Core Module Documentation#

class neuralprophet.df_utils.ShiftScale(shift: 'float' = 0.0, scale: 'float' = 1.0)#
neuralprophet.df_utils.add_missing_dates_nan(df, freq)#

Fills missing datetimes in ds, with NaN for all other columns

Parameters:
  • df (pd.Dataframe) – with column ds datetimes

  • freq (str) – Frequency of data recording, any valid frequency for pd.date_range, such as D or M

Returns:

dataframe without date-gaps but nan-values

Return type:

pd.DataFrame

neuralprophet.df_utils.check_dataframe(df, check_y=True, covariates=None, regressors=None, events=None)#

Performs basic data sanity checks and ordering, as well as prepare dataframe for fitting or predicting.

Parameters:
  • df (pd.DataFrame) – containing column ds

  • check_y (bool) – if df must have series values set to True if training or predicting with autoregression

  • covariates (list or dict) – covariate column names

  • regressors (list or dict) – regressor column names

  • events (list or dict) – event column names

Returns:

checked dataframe

Return type:

pd.DataFrame or dict

neuralprophet.df_utils.check_single_dataframe(df, check_y, covariates, regressors, events)#

Performs basic data sanity checks and ordering as well as prepare dataframe for fitting or predicting.

Parameters:
  • df (pd.DataFrame) – with columns ds

  • check_y (bool) – if df must have series values (True if training or predicting with autoregression)

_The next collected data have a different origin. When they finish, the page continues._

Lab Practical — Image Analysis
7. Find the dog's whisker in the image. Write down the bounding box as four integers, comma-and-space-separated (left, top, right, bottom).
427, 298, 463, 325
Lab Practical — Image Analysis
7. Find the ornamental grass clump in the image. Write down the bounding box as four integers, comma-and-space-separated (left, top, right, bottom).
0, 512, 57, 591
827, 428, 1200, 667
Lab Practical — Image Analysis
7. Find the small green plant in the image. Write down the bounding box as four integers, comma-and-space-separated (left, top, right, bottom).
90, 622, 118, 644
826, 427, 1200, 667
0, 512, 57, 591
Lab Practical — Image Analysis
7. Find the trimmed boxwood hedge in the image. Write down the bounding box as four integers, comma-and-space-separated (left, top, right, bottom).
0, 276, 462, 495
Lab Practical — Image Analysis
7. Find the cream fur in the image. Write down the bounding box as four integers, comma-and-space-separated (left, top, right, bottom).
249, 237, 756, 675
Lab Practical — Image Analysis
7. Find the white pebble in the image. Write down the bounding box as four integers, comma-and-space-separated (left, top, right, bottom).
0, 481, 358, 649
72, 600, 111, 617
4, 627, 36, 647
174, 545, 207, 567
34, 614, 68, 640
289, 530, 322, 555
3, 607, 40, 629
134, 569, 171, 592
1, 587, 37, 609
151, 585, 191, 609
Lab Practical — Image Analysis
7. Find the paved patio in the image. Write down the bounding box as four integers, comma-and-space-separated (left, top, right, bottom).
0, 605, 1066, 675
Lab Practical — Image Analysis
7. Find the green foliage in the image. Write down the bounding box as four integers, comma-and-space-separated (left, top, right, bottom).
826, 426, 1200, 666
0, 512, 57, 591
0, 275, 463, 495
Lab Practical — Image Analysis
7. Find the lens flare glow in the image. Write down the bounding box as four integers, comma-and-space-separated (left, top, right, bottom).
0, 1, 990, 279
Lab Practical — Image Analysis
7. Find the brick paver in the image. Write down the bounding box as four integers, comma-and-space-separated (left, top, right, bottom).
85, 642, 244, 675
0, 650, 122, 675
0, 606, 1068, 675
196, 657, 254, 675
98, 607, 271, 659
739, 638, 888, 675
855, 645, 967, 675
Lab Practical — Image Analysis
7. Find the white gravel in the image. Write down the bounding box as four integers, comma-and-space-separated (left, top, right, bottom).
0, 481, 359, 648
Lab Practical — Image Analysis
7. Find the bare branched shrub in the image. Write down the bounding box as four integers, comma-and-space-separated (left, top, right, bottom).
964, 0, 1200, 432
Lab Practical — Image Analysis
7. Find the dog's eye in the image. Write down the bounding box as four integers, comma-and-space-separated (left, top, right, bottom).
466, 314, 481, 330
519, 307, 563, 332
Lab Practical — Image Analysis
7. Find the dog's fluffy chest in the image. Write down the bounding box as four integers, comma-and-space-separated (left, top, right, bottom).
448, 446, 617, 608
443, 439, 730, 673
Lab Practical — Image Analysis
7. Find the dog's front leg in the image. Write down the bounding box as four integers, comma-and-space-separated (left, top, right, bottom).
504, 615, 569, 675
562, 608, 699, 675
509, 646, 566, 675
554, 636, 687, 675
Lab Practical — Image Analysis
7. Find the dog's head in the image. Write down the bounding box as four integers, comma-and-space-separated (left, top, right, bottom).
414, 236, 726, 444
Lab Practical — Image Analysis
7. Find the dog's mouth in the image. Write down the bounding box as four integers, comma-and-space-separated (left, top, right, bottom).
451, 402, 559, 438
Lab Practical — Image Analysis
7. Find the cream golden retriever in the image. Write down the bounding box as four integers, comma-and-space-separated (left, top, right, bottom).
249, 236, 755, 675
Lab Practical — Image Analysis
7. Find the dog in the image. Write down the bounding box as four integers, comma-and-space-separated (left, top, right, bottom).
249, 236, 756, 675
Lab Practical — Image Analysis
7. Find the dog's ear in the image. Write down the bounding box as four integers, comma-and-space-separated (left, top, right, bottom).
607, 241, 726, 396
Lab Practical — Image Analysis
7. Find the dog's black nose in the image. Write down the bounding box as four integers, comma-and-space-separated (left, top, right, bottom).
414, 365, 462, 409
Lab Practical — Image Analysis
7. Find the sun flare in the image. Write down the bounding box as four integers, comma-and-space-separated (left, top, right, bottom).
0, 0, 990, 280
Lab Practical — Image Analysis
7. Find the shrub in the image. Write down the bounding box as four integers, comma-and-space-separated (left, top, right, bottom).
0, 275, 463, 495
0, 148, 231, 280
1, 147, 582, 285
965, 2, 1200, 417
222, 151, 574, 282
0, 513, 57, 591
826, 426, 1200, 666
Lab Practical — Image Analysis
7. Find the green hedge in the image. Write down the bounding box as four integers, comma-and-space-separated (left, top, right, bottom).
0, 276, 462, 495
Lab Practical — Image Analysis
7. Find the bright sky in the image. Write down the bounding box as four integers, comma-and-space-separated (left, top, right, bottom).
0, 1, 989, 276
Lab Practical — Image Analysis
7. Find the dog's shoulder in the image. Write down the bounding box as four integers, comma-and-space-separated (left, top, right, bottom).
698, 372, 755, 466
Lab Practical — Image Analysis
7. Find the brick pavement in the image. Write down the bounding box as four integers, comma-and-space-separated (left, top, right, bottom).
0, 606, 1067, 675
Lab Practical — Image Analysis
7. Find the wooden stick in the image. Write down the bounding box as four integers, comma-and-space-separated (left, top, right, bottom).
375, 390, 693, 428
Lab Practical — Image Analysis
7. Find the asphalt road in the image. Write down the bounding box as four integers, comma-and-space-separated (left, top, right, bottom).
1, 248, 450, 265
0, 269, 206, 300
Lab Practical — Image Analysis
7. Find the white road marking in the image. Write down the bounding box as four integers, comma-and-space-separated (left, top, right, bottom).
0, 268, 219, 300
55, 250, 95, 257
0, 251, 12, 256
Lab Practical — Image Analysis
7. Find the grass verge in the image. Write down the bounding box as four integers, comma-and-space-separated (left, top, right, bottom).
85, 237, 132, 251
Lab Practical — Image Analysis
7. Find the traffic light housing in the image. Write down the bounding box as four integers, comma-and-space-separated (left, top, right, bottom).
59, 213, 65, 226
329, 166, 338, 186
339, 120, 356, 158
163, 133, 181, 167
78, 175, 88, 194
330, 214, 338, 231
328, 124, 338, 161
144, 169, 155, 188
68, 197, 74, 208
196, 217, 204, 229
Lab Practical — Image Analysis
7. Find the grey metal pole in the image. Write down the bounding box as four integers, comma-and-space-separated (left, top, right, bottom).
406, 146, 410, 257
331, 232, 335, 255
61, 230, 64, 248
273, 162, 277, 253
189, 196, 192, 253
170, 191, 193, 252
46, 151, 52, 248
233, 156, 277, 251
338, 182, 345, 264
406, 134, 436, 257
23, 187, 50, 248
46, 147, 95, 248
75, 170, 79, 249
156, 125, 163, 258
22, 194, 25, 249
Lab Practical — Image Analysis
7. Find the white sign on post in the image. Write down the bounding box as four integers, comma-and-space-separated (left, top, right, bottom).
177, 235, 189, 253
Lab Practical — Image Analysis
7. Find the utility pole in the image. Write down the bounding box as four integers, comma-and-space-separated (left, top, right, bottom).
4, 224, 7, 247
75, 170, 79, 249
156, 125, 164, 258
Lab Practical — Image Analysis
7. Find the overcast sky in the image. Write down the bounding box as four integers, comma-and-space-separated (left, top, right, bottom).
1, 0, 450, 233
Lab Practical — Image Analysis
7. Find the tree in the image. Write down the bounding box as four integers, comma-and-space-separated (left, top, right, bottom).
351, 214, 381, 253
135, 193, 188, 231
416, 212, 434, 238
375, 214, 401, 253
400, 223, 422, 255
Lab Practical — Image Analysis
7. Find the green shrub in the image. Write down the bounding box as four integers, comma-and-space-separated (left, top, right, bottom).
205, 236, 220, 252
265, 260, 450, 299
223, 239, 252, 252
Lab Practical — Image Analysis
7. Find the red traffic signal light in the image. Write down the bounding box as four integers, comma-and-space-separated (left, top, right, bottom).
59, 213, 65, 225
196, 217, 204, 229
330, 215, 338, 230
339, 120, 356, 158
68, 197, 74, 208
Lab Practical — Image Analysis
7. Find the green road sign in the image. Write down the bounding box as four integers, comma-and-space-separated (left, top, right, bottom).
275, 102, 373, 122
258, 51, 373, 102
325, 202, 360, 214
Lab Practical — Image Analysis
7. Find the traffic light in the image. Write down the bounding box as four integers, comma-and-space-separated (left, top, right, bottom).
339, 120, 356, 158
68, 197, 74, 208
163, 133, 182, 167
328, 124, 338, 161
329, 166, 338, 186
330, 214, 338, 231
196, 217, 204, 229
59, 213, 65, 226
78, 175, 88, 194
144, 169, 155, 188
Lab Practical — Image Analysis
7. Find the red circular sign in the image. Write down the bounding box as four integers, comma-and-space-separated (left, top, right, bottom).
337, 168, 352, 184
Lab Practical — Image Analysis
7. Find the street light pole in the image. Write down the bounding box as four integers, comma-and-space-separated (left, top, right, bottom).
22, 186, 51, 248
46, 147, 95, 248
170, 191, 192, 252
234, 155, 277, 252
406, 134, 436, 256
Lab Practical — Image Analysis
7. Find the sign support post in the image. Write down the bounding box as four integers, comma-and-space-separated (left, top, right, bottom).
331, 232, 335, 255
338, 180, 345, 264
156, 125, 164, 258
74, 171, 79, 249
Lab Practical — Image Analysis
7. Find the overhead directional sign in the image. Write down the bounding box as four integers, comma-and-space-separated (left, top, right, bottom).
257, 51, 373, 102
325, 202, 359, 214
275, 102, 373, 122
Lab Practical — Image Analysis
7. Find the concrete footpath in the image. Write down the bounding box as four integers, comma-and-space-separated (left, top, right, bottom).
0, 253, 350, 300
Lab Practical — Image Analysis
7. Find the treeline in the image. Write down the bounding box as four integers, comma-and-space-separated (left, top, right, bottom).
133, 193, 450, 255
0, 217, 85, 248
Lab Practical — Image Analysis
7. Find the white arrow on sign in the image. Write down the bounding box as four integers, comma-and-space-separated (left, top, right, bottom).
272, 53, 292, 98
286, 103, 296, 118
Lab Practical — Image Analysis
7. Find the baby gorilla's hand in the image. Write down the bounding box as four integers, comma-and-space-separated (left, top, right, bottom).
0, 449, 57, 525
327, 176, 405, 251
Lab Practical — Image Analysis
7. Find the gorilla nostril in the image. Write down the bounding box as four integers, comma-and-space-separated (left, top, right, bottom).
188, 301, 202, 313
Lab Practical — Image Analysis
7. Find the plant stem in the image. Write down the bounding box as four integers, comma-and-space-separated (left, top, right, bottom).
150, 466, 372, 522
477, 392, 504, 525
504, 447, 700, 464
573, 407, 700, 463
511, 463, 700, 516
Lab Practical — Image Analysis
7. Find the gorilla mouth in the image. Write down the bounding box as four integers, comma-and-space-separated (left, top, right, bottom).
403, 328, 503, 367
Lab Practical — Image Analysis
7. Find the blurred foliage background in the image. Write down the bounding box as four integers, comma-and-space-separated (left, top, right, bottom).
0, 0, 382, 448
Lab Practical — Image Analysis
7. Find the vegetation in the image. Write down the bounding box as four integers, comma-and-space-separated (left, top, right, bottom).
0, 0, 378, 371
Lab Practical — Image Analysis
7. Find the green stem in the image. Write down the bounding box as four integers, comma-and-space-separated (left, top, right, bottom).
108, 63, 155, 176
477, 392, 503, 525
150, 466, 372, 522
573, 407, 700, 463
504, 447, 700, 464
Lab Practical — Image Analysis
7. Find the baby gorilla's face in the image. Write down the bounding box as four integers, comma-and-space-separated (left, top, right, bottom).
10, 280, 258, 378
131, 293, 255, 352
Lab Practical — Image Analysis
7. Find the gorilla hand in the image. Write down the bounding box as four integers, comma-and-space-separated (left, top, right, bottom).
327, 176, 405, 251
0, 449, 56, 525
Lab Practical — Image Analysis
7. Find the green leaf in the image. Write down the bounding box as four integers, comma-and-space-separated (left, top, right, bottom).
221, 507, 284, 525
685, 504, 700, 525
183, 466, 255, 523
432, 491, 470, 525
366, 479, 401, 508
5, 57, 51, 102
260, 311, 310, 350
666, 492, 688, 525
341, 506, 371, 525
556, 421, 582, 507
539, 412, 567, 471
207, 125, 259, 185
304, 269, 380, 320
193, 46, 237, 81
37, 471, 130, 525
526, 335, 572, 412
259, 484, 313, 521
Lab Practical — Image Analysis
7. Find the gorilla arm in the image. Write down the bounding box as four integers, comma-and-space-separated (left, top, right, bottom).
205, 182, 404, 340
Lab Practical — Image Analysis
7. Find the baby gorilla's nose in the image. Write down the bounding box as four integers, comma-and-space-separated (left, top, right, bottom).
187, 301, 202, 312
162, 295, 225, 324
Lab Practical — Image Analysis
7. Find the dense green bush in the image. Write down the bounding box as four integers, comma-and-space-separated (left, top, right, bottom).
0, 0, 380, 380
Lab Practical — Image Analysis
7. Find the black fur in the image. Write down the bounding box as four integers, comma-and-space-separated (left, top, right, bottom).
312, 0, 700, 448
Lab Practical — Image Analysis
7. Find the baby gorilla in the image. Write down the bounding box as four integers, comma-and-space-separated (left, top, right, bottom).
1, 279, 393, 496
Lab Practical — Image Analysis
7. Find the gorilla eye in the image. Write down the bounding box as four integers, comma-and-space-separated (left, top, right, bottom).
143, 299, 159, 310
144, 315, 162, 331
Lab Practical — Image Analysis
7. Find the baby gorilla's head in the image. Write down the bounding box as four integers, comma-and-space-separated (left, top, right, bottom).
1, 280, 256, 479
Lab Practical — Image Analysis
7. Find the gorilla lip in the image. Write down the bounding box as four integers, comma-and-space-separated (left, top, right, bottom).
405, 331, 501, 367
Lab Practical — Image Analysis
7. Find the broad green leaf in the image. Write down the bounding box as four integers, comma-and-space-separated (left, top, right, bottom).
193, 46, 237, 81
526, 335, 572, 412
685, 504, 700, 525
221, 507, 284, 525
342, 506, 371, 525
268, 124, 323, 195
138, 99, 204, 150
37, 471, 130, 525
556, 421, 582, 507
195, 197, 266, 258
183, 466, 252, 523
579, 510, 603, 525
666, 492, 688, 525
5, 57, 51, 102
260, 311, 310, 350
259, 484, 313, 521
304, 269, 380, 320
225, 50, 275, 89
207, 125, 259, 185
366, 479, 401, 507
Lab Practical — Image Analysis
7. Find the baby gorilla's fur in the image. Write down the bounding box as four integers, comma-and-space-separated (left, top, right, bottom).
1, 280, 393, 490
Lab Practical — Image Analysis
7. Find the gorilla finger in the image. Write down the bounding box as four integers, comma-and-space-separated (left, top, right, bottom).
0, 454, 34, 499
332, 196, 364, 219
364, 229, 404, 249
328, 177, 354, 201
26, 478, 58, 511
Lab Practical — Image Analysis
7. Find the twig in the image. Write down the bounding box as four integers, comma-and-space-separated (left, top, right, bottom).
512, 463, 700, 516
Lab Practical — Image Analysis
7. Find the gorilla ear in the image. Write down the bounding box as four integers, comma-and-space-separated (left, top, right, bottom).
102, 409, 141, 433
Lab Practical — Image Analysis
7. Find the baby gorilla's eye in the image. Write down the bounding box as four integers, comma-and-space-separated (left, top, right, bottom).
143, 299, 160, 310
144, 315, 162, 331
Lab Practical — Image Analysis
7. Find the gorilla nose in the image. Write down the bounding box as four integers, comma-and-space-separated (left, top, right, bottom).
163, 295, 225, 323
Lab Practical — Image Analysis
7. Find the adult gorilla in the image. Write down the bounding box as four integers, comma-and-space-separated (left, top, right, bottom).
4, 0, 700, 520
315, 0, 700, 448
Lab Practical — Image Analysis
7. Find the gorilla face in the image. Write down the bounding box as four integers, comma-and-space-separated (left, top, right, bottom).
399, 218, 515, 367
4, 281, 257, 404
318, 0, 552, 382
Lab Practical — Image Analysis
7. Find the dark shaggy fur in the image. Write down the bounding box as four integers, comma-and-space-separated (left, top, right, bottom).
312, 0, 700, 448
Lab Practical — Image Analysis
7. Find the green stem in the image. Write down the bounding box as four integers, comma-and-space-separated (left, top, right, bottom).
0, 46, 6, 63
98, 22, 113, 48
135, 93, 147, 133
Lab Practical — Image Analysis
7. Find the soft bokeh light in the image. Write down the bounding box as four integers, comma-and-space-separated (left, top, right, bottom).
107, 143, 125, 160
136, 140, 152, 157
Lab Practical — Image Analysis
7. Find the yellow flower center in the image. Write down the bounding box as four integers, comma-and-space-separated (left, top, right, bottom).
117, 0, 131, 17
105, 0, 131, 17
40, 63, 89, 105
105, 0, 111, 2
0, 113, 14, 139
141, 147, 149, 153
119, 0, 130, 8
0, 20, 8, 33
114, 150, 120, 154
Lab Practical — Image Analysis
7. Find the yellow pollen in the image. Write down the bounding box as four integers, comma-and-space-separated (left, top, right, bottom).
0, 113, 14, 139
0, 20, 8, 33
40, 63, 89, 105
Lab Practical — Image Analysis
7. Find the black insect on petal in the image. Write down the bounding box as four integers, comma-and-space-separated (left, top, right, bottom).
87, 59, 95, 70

  • covariates (list or dict) – covariate column names

  • regressors (list or dict) – regressor column names

  • events (list or dict) – event column names

Return type:

pd.DataFrame

neuralprophet.df_utils.convert_events_to_features(df, config_events, events_df)#

Converts events information into binary features of the df

Parameters:
  • df (pd.DataFrame) – Dataframe with columns ds datestamps and y time series values

  • config_events (configure.ConfigEvents) – User specified events configs

  • events_df (pd.DataFrame) – containing column ds and event

Returns:

input df with columns for user_specified features

Return type:

pd.DataFrame

neuralprophet.df_utils.convert_num_to_str_freq(freq_num, initial_time_stamp)#

Convert numeric frequencies into frequency tags

Parameters:
  • freq_num (int) – numeric values of delta in ms

  • initial_time_stamp (str) – initial time stamp of data

Returns:

frequency tag

Return type:

str

neuralprophet.df_utils.convert_str_to_num_freq(freq_str)#

Convert frequency tags into numeric delta in ms

Parameters:

str (freq_str) – frequency tag

Returns:

frequency numeric delta in ms

Return type:

numeric

neuralprophet.df_utils.create_dict_for_events_or_regressors(df, other_df, other_df_name)#

Create a dict for events or regressors according to input df.

Parameters:
  • df (pd.DataFrame) – Dataframe with columns ds datestamps and y time series values

  • other_df (pd.DataFrame) – Dataframe with events or regressors

  • other_df_name (str) – Definition of other_df (i.e. ‘events’, ‘regressors’)

Returns:

dictionary with events or regressors

Return type:

dict

neuralprophet.df_utils.crossvalidation_split_df(df, n_lags, n_forecasts, k, fold_pct, fold_overlap_pct=0.0, global_model_cv_type='global-time')#

Splits data in k folds for crossvalidation.

Parameters:
  • df (pd.DataFrame) – data

  • n_lags (int) – identical to NeuralProphet

  • n_forecasts (int) – identical to NeuralProphet

  • k (int) – number of CV folds

  • fold_pct (float) – percentage of overall samples to be in each fold

  • fold_overlap_pct (float) – percentage of overlap between the validation folds (default: 0.0)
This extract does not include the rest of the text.